Camera Obscura’s sound and style seem plucked right from Tigermilk-era Belle & Sebastian, blended with the seminal acoustic indie-pop aesthetic identified with NME’s C-86 compilation and the Sarah 100. Informing the 60s sound and its topical fixation on childish love, Camera Obscura sing slyly ironic lyrics that show abounding self-deprecation. The chorus of lilting opener “Suspended From Class” demonstrates this compromise between form and content best: “I should be suspended from my class,” ethereal lead singer Tracy-Anne Campbell sings, “I don’t know my elbow from my ass.”
Campbell’s voice falls squarely within the Mazzy Star-Sundays-Cardigans school of female vocals, endearingly unconfident and off-key as to convincingly portray the naïveté the songs profess. She comes closest to exploding free of that shy facade in the jump to the chorus of the bouncy “Number One Son,” an album standout that keeps with the theme of precious childhood love. This creates a pleasing balance with the weighty “Your Picture,” a dark Leonard Cohen-like dirge, which strikes out a vivid character sketch: “She told me you’d given up drinking / to be with somebody you knew / and you tried to get into the Bible / But it never got into you.” John Henderson sings here with vocals of the same cut as Campbell’s: weak, battered, and timidly appealing.
Like “Your Picture,” most of these songs fall under the category of character sketch. Camera Obscura write pithy portraits, and their literary leanings fit nicely with the chamber-pop accompaniment. Flutes, strings, and bells sparkle and shimmer on most tracks, combining with surf-rock bass lines to produce the overwhelming impression that this music comes from a different era.

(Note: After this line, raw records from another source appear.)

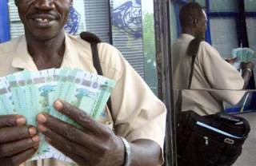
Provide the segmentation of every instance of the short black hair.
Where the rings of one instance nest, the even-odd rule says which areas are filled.
[[[202,7],[198,2],[189,2],[182,6],[179,12],[179,21],[182,27],[190,26],[194,19],[202,18]]]

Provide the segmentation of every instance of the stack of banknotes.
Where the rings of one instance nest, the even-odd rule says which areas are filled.
[[[97,120],[104,116],[104,108],[114,85],[113,80],[77,69],[24,70],[0,77],[0,115],[23,115],[27,125],[37,126],[36,116],[44,112],[79,127],[54,109],[54,101],[66,101]],[[71,161],[42,136],[41,140],[38,151],[31,160],[54,157]]]
[[[238,57],[238,61],[248,62],[256,57],[255,52],[250,48],[237,48],[232,50],[232,57]]]

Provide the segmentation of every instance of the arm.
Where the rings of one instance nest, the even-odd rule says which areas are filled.
[[[0,166],[20,165],[37,151],[36,128],[25,125],[22,116],[0,116]]]
[[[79,165],[122,166],[125,160],[124,144],[108,127],[97,122],[85,112],[64,101],[57,101],[56,110],[78,122],[78,129],[48,114],[38,117],[38,129],[46,140]],[[156,165],[160,147],[150,140],[130,143],[131,165]]]

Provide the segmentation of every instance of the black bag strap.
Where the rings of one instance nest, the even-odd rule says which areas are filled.
[[[189,80],[189,84],[187,86],[188,89],[190,89],[191,88],[191,83],[192,83],[192,79],[193,79],[193,75],[194,75],[194,63],[195,63],[195,58],[197,57],[197,54],[199,50],[199,45],[201,42],[202,42],[204,39],[202,38],[194,38],[189,44],[188,48],[186,49],[186,54],[190,57],[192,57],[191,61],[191,69],[190,69],[190,80]],[[176,119],[177,123],[179,122],[179,120],[181,118],[181,114],[182,114],[182,91],[179,90],[178,94],[178,101],[176,103]]]
[[[98,56],[98,46],[97,46],[98,43],[102,42],[101,39],[97,35],[95,35],[92,33],[90,33],[90,32],[81,33],[80,38],[82,39],[83,39],[84,41],[86,41],[87,42],[90,43],[90,48],[91,48],[92,55],[93,55],[94,66],[96,69],[98,74],[103,76],[103,72],[102,72],[102,69],[101,66],[99,56]],[[113,118],[114,117],[112,114],[112,105],[111,105],[110,97],[107,101],[106,105],[110,109],[111,117]]]
[[[190,89],[191,88],[195,58],[196,58],[198,53],[198,50],[199,50],[200,43],[202,41],[203,41],[203,38],[194,38],[190,42],[189,46],[186,49],[186,54],[190,57],[192,57],[191,70],[190,70],[190,73],[189,85],[188,85],[188,88],[187,88],[188,89]]]

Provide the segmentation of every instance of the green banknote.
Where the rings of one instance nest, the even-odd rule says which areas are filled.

Underachievers boasts excellent songwriting and a warm, appealing sound that swells as a result of crisp production and sweeping arrangements. The unabashed sincerity of the band’s lyrics is a bit off-putting under this cozy guise, but perhaps the only consequence of image and sound against lyrical content is a doubly-detached indie irony, and the legions that will wrongly decry them as rip-offs.